Let’s assume, however, that technologies improve, detection methods become better and better and we get to a position where we feel that after several rounds of shock and kill and suppressive antiretroviral drugs we cannot detect any virus and are prepared to discontinue suppressive antiviral treatment. At first sight this seems straightforward and resembles the model in many cancers in which remission is induced by a combination of drugs and then the individual returns for regular follow up looking for disease markers to detect relapse. This might be acceptable for some people and they may be prepared to take the risk that the virus would reactivate from some previously undetectable reservoir, safe in the knowledge that the intervals of follow up would mean that no lasting damage was done to their immune system before, if relapse occurred, highly effective antiretroviral therapy was able to be restarted and further attempts at eradication occurred.

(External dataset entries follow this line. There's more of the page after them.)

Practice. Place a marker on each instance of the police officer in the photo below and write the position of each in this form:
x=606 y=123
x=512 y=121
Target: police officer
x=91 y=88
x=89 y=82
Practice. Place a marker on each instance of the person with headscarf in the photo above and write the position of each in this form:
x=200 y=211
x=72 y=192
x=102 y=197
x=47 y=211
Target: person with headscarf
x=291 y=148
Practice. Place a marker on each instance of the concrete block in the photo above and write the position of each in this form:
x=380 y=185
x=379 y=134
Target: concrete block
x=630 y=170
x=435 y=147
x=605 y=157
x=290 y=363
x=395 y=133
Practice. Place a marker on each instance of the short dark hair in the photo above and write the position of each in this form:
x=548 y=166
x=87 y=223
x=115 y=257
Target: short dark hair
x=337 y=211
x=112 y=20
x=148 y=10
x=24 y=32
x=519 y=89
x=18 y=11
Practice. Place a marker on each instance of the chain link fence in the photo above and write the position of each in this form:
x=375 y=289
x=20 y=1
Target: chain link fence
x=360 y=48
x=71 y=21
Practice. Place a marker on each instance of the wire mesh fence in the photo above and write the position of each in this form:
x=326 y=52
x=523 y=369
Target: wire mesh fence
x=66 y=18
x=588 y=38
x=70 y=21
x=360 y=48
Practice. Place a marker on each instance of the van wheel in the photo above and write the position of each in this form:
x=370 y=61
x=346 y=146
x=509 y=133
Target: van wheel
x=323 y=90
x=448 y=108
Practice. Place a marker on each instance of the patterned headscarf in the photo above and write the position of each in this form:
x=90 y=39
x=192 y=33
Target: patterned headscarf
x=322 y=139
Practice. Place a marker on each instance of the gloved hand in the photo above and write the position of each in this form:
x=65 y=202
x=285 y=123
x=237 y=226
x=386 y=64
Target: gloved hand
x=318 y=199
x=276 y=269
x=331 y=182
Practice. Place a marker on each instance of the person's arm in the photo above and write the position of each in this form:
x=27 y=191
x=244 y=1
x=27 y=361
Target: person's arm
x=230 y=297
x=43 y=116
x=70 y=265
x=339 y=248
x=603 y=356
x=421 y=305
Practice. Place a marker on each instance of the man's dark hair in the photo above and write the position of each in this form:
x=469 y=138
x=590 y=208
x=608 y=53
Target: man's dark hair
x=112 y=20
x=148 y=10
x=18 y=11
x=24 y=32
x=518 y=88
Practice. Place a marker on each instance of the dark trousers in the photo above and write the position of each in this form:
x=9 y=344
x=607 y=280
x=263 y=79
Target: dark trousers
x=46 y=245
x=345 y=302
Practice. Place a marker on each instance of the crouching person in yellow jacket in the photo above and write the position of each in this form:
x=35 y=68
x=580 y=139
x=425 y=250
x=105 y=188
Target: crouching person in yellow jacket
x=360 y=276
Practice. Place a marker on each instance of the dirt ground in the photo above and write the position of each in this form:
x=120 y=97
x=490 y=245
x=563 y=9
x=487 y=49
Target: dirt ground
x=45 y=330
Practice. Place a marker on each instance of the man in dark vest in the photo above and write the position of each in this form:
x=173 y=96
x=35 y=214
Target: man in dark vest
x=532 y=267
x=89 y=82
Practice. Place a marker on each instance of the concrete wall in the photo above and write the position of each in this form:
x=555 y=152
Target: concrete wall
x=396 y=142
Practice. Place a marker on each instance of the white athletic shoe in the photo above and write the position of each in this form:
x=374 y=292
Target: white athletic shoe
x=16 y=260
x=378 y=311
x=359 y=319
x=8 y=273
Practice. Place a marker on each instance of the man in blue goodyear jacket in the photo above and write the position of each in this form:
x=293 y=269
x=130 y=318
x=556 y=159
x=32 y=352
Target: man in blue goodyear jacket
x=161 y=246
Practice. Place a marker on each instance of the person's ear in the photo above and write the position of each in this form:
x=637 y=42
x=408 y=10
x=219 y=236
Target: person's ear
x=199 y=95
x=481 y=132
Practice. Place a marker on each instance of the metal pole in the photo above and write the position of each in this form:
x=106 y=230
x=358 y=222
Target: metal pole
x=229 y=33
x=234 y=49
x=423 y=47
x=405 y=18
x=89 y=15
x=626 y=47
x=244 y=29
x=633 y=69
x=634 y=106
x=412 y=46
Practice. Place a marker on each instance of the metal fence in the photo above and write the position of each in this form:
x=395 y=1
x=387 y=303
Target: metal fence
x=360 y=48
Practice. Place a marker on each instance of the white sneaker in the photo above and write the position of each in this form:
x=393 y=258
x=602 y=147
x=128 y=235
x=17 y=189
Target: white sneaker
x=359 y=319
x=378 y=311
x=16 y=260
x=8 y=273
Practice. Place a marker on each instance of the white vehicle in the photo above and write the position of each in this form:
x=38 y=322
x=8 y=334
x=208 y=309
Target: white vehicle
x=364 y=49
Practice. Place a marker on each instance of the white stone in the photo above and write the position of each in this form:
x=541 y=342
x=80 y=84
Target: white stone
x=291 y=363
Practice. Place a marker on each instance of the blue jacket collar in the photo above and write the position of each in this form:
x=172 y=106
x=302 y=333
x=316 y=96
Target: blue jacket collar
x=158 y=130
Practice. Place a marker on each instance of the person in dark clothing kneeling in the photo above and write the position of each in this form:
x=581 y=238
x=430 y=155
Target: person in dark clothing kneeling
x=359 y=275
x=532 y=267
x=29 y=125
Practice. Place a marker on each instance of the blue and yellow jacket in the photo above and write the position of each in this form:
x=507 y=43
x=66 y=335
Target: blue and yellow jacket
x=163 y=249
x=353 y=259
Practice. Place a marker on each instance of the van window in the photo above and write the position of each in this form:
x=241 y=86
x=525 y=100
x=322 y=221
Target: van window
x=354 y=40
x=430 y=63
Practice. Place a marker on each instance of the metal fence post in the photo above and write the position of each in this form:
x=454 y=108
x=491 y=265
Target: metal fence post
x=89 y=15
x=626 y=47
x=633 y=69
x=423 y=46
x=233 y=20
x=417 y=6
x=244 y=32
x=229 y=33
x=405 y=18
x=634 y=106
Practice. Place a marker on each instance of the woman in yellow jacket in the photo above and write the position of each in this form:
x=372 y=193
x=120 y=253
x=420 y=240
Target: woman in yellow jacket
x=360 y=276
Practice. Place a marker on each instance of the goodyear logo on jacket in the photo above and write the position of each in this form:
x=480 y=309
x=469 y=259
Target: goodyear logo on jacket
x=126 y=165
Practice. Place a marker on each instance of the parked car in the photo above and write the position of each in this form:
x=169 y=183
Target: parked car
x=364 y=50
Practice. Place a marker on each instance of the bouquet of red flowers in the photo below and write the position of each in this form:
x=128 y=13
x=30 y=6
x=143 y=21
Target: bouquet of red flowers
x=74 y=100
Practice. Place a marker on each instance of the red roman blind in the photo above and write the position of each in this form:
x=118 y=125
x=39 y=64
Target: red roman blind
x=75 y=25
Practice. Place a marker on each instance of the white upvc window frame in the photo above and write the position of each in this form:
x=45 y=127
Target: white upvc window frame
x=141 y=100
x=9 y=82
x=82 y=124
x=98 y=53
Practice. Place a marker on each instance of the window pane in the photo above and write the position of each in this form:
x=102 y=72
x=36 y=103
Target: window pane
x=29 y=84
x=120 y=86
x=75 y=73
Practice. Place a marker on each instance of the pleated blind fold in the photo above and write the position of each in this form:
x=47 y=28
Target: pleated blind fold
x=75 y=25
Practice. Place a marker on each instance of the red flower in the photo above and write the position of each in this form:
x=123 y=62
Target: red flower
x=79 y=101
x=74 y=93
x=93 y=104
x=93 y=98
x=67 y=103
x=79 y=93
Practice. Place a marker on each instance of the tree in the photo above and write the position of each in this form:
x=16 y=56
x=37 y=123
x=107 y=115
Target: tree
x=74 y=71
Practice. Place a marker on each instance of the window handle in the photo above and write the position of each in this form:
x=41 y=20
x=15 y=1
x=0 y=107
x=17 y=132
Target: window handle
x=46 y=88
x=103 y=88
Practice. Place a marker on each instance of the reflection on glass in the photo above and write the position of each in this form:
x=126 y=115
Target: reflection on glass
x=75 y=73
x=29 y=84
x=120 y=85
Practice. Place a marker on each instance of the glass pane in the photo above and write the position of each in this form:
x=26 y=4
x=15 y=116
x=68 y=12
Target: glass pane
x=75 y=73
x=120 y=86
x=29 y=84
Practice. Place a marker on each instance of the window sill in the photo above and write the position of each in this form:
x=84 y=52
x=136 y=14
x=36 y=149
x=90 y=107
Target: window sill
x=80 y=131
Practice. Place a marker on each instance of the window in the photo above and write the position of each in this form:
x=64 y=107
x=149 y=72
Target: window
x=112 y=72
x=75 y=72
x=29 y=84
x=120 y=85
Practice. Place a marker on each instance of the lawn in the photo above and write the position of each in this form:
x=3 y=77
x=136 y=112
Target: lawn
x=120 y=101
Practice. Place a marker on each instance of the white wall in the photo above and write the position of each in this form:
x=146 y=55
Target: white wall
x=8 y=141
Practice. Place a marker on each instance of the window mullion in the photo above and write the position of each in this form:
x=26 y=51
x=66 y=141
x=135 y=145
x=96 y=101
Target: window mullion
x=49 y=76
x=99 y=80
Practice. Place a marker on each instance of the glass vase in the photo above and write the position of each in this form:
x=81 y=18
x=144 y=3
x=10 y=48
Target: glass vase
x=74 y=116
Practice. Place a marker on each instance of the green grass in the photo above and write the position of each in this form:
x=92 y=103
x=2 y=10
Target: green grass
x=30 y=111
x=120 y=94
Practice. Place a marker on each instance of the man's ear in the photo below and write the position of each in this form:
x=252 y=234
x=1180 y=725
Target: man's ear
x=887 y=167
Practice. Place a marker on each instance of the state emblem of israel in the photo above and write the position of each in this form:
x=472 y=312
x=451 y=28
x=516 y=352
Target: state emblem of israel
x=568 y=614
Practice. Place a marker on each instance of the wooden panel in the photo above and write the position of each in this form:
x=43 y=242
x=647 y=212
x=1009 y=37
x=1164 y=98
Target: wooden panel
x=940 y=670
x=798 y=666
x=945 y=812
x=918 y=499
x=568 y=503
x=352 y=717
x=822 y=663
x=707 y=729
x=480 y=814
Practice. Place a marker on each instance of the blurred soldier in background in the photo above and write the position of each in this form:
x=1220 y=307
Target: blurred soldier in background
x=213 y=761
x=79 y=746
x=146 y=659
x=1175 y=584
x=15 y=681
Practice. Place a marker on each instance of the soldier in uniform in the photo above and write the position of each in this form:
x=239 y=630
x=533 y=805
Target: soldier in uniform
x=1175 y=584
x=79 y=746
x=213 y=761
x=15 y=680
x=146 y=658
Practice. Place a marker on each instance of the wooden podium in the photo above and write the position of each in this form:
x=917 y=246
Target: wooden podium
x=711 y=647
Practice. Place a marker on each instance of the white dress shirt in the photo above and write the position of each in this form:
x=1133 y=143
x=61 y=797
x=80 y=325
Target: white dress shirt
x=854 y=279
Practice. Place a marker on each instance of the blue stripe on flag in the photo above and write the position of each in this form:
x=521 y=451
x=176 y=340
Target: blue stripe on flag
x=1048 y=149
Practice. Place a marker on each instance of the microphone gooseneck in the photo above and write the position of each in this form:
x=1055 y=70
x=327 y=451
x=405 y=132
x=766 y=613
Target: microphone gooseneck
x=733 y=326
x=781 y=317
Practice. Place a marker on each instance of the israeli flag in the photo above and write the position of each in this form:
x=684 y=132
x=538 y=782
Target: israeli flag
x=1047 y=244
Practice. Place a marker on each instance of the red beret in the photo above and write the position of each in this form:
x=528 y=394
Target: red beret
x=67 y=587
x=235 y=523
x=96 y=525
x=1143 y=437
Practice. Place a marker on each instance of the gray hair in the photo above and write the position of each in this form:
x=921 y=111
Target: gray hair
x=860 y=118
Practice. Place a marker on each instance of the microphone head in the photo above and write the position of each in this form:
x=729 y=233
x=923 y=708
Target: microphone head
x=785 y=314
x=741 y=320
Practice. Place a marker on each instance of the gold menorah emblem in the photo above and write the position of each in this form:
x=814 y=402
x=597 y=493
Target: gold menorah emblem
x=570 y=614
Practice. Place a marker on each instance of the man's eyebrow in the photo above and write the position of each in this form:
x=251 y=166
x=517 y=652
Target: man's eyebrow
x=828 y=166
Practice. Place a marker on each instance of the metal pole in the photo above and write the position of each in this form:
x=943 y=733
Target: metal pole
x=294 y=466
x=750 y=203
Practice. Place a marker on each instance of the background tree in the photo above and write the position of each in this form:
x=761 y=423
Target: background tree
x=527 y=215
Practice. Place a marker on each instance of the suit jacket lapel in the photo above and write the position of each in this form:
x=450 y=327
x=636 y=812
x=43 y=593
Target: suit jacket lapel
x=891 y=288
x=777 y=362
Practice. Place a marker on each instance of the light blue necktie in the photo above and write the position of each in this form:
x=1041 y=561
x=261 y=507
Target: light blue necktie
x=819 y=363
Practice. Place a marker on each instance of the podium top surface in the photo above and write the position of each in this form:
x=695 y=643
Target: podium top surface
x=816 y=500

For sexually active individuals in long or short term relationships, however, this is almost certainly not good enough. Why would someone whose partner was HIV negative take the risk of their virus reactivating despite all of the best reassurances from the medical profession and the evidence of completely undetectable virus from sensitive assays? What if viral reactivation occurred between follow ups and they became infectious to their partner once more? These people might justifiably not wish to participate in logistically difficult and invasive clinical regimens aimed at an uncertain outcome of eradication. Simply remaining on clinically proven suppressive therapy that rendered them non-infectious might be preferable. These, and many other issues, need to be considered when we consider the implications of this approach.
How close are we to a cure for HIV?
As it was at the beginning of the epidemic, when activists got the whole field moving, much of the most important thought is being contributed by people with HIV, and that voice must never be ignored. This whole subject of HIV cure, which sadly is likely a much more distant prospect than most of us like to think, has much to teach us yet.